A sessão da Câmara Municipal de Óbidos, no oeste do Pará, na última terça-feira (3), foi palco de uma denúncia grave e emocionada. A vereadora Clara Barbosa (MDB), mulher negra e a mais jovem parlamentar da história do município, subiu à tribuna para relatar publicamente que é vítima de injúria racial e violência política. Os ataques, segundo ela, partem de Márcio Roberto Franco Soares, conhecido como Márcio Belamita, assessor lotado no gabinete do prefeito Jaime Silva (MDB).

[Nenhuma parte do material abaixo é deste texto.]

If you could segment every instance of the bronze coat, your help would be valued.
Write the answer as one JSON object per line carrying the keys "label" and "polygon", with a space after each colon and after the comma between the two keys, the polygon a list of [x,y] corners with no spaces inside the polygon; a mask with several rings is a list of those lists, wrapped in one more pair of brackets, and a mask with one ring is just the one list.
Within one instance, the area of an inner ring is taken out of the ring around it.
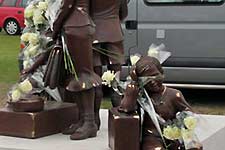
{"label": "bronze coat", "polygon": [[120,20],[126,16],[126,0],[92,0],[91,17],[96,24],[94,40],[101,43],[122,41]]}
{"label": "bronze coat", "polygon": [[92,41],[94,24],[89,17],[90,0],[64,0],[53,29],[55,34],[65,31],[66,44],[74,62],[79,81],[71,77],[67,90],[77,92],[101,84],[93,71]]}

Discurso emocionado e denúncia formal
Em um relato carregado de indignação, Clara Barbosa detalhou o impacto dos ataques sofridos, principalmente através de publicações nas redes sociais. Ela citou expressões pejorativas e racistas utilizadas pelo servidor, como "A encardida que não é Clara".
"Me sinto violentada e ferida", declarou a parlamentar. "É um sentimento de indignação, frustração e revolta. Sou uma mulher jovem que entrou na política com esperança de promover políticas públicas, especialmente para as mulheres. É inadmissível que, em pleno século XXI, o racismo continue tão presente".

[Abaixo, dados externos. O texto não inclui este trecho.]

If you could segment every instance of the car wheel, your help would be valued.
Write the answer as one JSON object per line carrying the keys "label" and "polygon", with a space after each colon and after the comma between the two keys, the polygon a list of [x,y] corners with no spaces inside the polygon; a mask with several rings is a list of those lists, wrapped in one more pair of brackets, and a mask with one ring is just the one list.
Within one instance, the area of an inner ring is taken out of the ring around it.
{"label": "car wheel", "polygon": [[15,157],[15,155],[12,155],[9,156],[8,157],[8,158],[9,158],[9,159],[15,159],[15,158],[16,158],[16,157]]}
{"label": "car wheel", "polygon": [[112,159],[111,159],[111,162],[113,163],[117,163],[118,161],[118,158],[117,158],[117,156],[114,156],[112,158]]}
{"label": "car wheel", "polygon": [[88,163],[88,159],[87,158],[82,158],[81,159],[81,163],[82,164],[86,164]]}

A vereadora foi enfática ao diferenciar liberdade de expressão de agressão: "Devemos lembrar que liberdade de expressão jamais pode ser confundida com liberdade para agressão". Clara Barbosa já havia encaminhado a denúncia ao Ministério Público, onde foi ouvida e tem um procedimento em andamento. Diante de novos ataques, ela usou a tribuna para manifestar sua revolta e informou que também comunicará o caso ao Ministério Público Eleitoral, para investigação por violência política de gênero e raça.

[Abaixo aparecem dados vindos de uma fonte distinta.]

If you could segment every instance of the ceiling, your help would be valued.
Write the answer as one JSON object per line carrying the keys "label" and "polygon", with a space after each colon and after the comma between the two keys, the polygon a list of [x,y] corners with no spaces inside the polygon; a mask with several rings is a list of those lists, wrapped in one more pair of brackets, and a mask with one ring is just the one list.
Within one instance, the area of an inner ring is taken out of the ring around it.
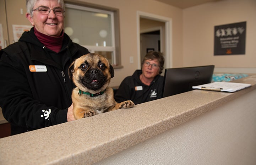
{"label": "ceiling", "polygon": [[182,9],[220,0],[156,0]]}

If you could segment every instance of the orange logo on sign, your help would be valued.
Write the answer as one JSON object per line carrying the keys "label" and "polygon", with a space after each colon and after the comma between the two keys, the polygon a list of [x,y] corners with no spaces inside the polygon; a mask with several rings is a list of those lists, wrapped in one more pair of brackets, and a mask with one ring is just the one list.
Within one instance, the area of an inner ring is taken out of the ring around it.
{"label": "orange logo on sign", "polygon": [[36,67],[34,65],[29,65],[29,67],[31,72],[36,72]]}

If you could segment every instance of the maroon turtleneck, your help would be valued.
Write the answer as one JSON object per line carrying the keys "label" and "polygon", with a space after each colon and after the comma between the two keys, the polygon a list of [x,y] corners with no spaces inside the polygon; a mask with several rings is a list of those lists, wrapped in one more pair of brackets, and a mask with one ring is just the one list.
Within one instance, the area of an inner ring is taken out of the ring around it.
{"label": "maroon turtleneck", "polygon": [[55,52],[60,51],[64,38],[64,32],[62,30],[59,37],[54,37],[44,34],[39,32],[34,27],[36,36],[40,42],[47,48]]}

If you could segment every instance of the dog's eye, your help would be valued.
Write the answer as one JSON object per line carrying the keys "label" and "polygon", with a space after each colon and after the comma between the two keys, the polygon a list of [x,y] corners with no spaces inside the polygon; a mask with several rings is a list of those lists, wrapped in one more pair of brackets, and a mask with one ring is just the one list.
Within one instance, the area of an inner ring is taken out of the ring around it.
{"label": "dog's eye", "polygon": [[80,67],[81,68],[81,69],[83,71],[86,70],[88,68],[87,65],[85,64],[81,65],[81,66],[80,66]]}
{"label": "dog's eye", "polygon": [[100,65],[99,67],[100,68],[100,69],[101,69],[102,70],[103,70],[104,69],[105,69],[105,68],[106,68],[106,66],[105,66],[105,65],[103,64],[102,64]]}

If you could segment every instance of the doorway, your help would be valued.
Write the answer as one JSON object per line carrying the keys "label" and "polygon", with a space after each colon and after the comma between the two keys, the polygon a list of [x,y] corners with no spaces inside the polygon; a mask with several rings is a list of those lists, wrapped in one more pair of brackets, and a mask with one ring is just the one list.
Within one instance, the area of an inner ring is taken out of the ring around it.
{"label": "doorway", "polygon": [[[145,42],[141,40],[141,34],[150,34],[153,33],[158,33],[159,35],[159,39],[155,43],[157,46],[154,48],[154,50],[159,50],[159,51],[163,53],[165,57],[165,68],[172,66],[171,28],[171,18],[141,11],[137,12],[138,69],[141,68],[141,62],[146,54],[147,50],[152,50],[152,48],[143,47]],[[146,40],[148,41],[148,39]],[[155,41],[152,42],[155,42]]]}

Réplica do acusado e repúdio institucional
No mesmo dia da denúncia na Câmara, o assessor Márcio Belamita gravou um vídeo para as redes sociais abordando o assunto. No material, ele assume a autoria dos textos que mencionam a vereadora, mas nega ter cometido crime de racismo.
"Quero reiterar a todos que me ligaram desde ontem, que eu estou tranquilo em relação às acusações... Eu tenho certeza que não cometi nenhum crime de racismo, até porque minha publicação não fala sobre cor de pele", afirmou. Belamita disse confiar na Justiça e que exercerá seu direito de defesa.
Após a publicização do caso, diversas instituições emitiram notas de repúdio. A Procuradoria da Mulher da Assembleia Legislativa do Pará (Alepa) manifestou solidariedade à vereadora e reafirmou o compromisso com os direitos das mulheres e o combate à violência política.
A Câmara Municipal de Óbidos também se posicionou, declarando veemente repúdio aos atos e afirmando que "não tolera, não compactua e não silenciará diante de qualquer forma de racismo, misoginia, violência política de gênero ou atentado à honra".
Silêncio da prefeitura e dimensão nacional
O MDB Mulher Nacional emitiu nota criticando a postura da gestão municipal. O texto destaca que a ausência de um posicionamento oficial da Prefeitura de Óbidos tem causado forte repercussão, pressionando o governo local e levantando questionamentos sobre a condução interna do episódio.
Clara Barbosa afirma que as ofensas têm sido recorrentes há meses, principalmente no Facebook, com o uso de termos racistas e pejorativos para desqualificar e humilhar sua atuação política. Ela enquadra o caso não apenas como injúria racial, mas também como violência política contra a mulher. Caso se comprove que o servidor usou seu cargo público para os ataques, ele também poderá responder a processo disciplinar.
A vereadora se diz determinada a levar o caso até o fim, buscando uma punição exemplar para que situações semelhantes não se tornem rotina na política de Óbidos. O caso, inicialmente local, agora ganha dimensão nacional, colocando em evidência os desafios do combate ao racismo e à violência de gênero nas instituições públicas.